Senada dengan Sadino. Prof. Soedarsono Sudomo, Guru Besar Ilmu Kebijakan Kehutanan IPB University, menyebutkan bahwa moratorium perizinan baru sawit tidak perlu diperpanjang karena sebenarnya Inpres 8/
2018 itu tidak perlu ada. Problem yang sebenarnya berada di pemerintah khususnya di Kementerian Lingkungan Hidup dan Kehutanan yang sering membuat mandeg semua urusan.
Sudarsono menyebutkan ada beberapa alasan mengapa inpres itu tidak perlu diperpanjang atau jika mungkin diperpendek. Pertama, Inpres 8 tahun 2018 itu memang tentang perkebunan kelapa sawit, khususnya soal perizinan dan produktivitas, tetapi nuansanya adalah nuansa kehutanan. Yang sakit dan berpenyakit itu kehutanan, tetapi ditularkan ke sektor lain. Tentu saja bukan sekedar tidak menyelesaikan masalah, tetapi malah menambah masalah.
Kedua, kelapa sawit hingga detik ini merupakan industri andalan untuk menopang perekonomian nasional. Langkah logisnya adalah perizinannya harus dipermudah, bukan malah dihentikan meski hanya untuk sementara.
Ditambahkan Sudarsono apabila masalahnya ada di pemerintahan, maka yang perlu dikoreksi adalah pemerintahnya. Sementara itu, industrinya harus tumbuh sehat dan memberikan kemakmuran.
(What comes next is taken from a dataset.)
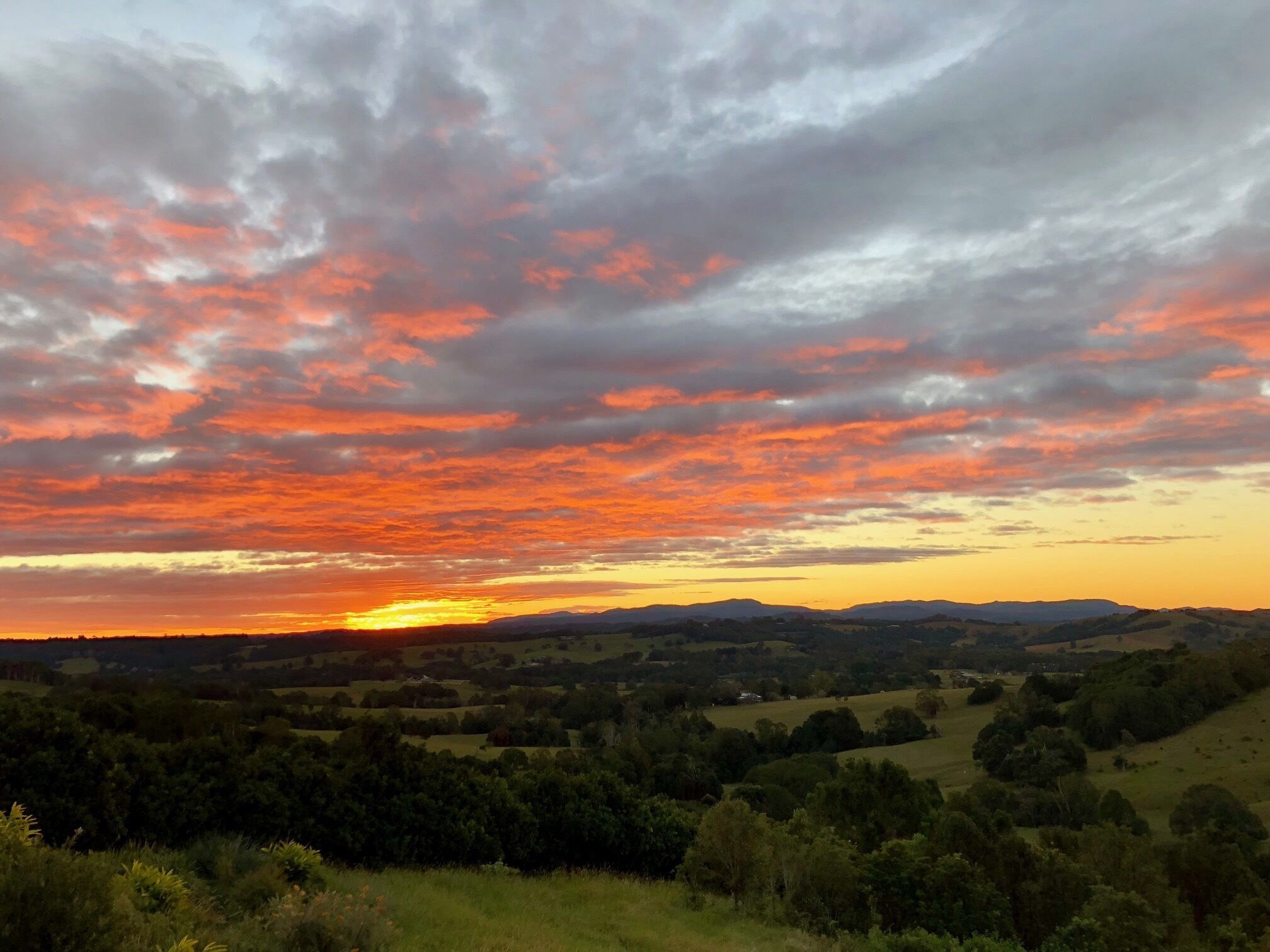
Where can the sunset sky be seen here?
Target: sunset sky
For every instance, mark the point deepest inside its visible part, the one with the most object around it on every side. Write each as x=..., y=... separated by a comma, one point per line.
x=398, y=314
Ketiga adalah peningkatan produktivitas lahan, khususnya sawit rakyat, itu memang penting tetapi harus didukung oleh pemikiran yang benar.
“Jika memakai logika yang digunakan dalam inpres tersebut dimaknai bahwa sawit menggusur hutan. Faktanya, produktivitas sawit tinggi maka kebutuhan lahan untuk sawit lebih kecil. Imbasnya adalah lebih sedikit juga hutan yang tergusur. Sekarang saya balik, apakah karena produktivitas hutan yang sangat rendah maka diperlukan kawasan hutan yang begitu luas?” tanya peraih S3 Ilmu Pengelolaan Hutan IPB University.
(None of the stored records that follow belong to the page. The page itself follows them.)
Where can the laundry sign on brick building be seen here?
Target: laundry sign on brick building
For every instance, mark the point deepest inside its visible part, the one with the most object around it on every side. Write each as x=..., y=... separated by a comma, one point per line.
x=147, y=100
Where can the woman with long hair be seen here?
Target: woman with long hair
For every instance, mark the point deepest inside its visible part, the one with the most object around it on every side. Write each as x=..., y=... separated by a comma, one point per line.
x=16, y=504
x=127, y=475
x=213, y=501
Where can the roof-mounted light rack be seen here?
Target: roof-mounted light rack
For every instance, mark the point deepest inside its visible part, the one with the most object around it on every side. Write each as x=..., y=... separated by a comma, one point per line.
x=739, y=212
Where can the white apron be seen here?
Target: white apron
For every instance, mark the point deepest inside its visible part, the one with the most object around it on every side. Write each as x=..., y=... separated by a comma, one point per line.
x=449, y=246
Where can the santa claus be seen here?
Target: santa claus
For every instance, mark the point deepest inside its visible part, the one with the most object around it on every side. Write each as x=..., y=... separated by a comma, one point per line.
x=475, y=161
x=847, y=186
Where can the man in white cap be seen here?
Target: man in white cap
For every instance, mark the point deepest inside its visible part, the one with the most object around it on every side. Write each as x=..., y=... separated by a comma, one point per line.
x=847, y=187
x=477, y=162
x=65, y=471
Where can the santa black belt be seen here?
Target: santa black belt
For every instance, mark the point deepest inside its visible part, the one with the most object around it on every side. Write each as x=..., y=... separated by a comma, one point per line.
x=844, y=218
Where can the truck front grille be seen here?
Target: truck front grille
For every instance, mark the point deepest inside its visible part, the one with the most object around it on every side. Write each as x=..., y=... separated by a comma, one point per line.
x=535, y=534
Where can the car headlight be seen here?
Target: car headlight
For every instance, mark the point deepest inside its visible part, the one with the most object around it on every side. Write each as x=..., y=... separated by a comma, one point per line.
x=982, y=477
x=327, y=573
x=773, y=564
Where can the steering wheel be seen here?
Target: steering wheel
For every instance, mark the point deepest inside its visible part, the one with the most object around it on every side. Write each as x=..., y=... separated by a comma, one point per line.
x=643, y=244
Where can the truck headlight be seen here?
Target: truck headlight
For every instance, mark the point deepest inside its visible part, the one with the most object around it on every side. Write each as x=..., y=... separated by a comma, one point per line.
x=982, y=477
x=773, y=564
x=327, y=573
Ringkasnya, kata Sudarsono, Inpres 8 tahun 2018 itu menjawab pertanyaan yang salah; sektor yang sangat tidak produktif dimanja dan menghambat sektor yang jauh lebih produktif dan tumbuh sehat. “Kalau cara mikirnya seperti ini, kapan rakyat Indonesia dapat hidup makmur?” kata Sudarsono.
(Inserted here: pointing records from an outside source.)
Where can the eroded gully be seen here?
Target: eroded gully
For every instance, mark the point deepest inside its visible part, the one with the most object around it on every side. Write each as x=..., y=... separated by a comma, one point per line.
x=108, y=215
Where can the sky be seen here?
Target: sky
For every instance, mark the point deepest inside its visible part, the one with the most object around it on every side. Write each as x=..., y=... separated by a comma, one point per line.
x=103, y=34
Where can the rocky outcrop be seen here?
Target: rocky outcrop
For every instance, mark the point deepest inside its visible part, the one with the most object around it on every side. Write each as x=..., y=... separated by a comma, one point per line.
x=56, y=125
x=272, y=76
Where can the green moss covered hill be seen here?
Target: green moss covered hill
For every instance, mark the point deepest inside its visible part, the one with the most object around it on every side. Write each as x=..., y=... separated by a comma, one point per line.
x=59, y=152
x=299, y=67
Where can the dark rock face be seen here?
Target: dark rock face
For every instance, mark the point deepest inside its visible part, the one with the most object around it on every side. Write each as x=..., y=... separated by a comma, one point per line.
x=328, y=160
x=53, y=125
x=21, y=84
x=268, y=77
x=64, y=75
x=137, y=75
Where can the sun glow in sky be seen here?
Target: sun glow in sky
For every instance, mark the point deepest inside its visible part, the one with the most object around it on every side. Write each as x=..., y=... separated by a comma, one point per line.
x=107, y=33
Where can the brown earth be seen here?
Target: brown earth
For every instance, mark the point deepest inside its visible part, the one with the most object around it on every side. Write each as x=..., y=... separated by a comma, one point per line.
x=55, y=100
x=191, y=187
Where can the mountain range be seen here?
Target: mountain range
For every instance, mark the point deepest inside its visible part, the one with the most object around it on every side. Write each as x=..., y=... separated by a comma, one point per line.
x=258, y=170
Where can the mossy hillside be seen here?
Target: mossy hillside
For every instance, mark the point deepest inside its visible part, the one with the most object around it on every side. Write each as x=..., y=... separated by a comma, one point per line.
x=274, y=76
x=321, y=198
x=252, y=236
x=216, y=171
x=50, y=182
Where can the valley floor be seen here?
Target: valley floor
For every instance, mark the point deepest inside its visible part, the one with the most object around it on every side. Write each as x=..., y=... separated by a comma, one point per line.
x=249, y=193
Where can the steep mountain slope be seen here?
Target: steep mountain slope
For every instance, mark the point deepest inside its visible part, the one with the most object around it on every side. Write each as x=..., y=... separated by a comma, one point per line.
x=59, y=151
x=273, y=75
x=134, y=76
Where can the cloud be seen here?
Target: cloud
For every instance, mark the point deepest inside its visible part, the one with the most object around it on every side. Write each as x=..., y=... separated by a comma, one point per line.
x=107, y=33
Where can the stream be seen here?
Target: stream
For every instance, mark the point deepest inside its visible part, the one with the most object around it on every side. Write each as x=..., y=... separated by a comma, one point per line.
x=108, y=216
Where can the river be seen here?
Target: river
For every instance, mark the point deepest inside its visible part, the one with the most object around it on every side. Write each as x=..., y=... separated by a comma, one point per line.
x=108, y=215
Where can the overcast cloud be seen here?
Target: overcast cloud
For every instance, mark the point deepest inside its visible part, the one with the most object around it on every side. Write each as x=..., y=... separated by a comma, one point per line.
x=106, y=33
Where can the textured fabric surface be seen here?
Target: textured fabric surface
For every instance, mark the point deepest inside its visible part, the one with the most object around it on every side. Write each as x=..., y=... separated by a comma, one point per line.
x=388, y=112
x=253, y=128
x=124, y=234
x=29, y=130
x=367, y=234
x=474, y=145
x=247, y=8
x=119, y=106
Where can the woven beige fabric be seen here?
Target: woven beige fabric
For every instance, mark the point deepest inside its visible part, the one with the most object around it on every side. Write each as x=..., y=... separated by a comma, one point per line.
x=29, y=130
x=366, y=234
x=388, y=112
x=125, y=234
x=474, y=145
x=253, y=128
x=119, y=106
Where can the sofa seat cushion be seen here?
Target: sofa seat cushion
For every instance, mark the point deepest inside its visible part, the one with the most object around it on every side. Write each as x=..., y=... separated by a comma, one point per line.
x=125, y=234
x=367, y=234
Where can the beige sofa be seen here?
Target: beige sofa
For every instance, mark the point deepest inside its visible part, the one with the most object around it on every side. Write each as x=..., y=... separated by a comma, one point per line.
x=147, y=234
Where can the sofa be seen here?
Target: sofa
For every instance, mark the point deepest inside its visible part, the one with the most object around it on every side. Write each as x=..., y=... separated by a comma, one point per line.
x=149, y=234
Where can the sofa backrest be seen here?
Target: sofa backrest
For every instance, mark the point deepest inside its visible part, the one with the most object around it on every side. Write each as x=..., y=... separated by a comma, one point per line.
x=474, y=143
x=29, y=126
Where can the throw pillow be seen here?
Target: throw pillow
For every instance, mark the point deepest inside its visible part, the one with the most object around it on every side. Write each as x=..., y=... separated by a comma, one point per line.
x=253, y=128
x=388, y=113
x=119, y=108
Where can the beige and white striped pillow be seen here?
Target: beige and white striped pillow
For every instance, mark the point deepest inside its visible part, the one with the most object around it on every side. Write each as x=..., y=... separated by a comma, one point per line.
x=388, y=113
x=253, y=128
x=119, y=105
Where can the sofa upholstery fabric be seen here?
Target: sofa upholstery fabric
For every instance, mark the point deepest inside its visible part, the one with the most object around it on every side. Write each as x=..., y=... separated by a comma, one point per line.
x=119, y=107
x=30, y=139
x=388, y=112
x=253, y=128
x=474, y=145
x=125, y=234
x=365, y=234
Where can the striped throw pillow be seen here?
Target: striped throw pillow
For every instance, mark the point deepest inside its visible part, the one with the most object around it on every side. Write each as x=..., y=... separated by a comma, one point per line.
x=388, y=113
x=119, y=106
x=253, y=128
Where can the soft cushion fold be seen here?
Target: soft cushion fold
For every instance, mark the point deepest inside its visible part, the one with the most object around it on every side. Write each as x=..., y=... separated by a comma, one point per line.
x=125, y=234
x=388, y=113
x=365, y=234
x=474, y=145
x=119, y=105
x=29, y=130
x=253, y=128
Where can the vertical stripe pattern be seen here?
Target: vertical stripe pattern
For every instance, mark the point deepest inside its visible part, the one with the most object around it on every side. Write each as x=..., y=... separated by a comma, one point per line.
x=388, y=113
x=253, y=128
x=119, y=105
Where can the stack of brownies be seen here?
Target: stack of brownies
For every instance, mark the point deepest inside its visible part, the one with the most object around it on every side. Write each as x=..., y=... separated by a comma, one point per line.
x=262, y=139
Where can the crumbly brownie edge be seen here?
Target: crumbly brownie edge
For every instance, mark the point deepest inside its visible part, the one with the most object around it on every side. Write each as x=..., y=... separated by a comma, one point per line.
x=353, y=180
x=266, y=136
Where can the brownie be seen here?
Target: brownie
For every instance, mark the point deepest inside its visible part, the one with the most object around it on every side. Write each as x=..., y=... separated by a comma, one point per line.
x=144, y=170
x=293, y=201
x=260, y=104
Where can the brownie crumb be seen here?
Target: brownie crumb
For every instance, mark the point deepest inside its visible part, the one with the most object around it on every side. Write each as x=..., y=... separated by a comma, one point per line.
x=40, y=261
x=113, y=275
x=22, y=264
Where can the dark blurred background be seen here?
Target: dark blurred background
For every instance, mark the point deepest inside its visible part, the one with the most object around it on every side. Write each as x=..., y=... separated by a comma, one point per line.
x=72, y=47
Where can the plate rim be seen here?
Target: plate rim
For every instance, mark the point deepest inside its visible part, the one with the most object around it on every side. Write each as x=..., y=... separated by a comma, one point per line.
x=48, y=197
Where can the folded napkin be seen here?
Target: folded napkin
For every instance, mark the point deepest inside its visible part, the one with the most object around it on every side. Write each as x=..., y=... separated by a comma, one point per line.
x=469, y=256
Sadino meminta pemerintah agar menjalankan regulasi karena sudah lengkap. Contoh membangun sawit saat ini tidak mudah harus lengkap izin karena sudah ada standar ISPO, Amdal, HCV, UUCK dan lainnya.
“Instrumen hukumnya itu dijalankan dulu dan perlu diingat sawit itu ujungnya sustainability dan terlihat yang bisa membuktikan ya sawit ini. Kalau ada yang kurang memperhatikan aspek lingkungan perlu dibina,” pungkas Sadino.